Now I know that it is en vogue to “hate God” or all that is deemed “religious”.  Well if that is how you feel, then I truly feel sorry for you. I by no means have life or God all figured out, but I know that there is a God. I can feel it in my bones and during times like this. The thing is, I don’t read the Bible hardly every anymore and I have been to church only twice this summer.  But during the year we go every week because we are very involved in the church. I have a few roles that are important in the church and my child is involved in the children’s ministry with the other church that shares our building that are a different nationality, but it works!~

The point is, you do not have to be perfect and no every Bible scripture to have faith or be a Christian. In my humble opinion, you just have to believe that things will improve or that there is someone on your side. You have to treat people well and give of yourself to others and step away from a life of selfishness.  I have never had a problem with being selfish, but it is so hard for me to treat people that are not good to me in a kind manner.  I want to make them feel bad or to unfriend them, or sometimes use their head as a punching bag-only kidding;).  

I am separated, have little money, no job, honest to God little hope and yet I am still moving and grooving through life with a smile on my face. Of course I don’t want to talk much to people now and of course I have been a little more annoyed with people lately, but it is because I am stressed the heck out! Anyone would be.

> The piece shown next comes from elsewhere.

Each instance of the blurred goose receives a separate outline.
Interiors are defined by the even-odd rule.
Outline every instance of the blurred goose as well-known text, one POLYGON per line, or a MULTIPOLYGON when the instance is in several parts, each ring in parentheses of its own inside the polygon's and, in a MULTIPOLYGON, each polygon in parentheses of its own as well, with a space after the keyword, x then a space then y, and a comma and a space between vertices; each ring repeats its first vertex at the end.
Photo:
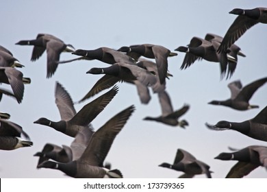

A big problem is that people in this affluent bubble that I live in don’t get it and don’t care too. I am beginning to think that I don’t really have any friends here. My good friend is moving soon and one friend who I considered my best one here is just so cookie cutter/Stepfordesque that I can’t hardly stand to be around her anymore.  I just can’t. Maybe it is my issue, but she has never suffered. She has always had financial security without earning it herself. She hangs around other little perfect versions of herself.

I am the eclectic one. The stand on her own though it may be hell on earth kind of gal. I am very opinionated, which is not very WASP of me. I married someone outside of my race. I finished college later than most and the same with my 2nd degree. I am beautiful but have no banging body-about 45 pounds away from that! I am smart and creative and lovely and different and lonely and bitter all in one package. I exude confidence but I am my worst enemy. I want to have my fair chance. My good stretch of things. My kid and the fact that I am alive and well is all that I can hold on to. Literally. And, that is where my faith comes into play.

If I did not have it, I could not put two feet in front of the other and teach my child and nurture her and expose her to culture and love and the beauty around us. I talk to her like a person. I tell her things that I wasn’t told on her level of course. My mom says that I tell her too much and maybe I do. But I wasn’t told that my father was not a good person and it wasn’t my fault. I wasn’t talked to about the women we caught him with. I wasn’t able to open up to my mother and I really became screwed up as a result.

Truth and faith are what is keeping me going other than the miracle that God brought into my life when he gave me a child.  If that is all that I have to go on, then I will take it. Faith will guide me to my destiny and I am going to be a half-full type of girl and say that it is going to be a heluva fabulous and wonderous journey.

I surrender to the gift that faith is…So that your faith might not rest in the wisdom of men (human philosophy), but in the power of God. 1 Corinthians 2: 5

P.S. I am human, so I may not say things in a pretty way all of the time but I want to be completely authentic with my feelings.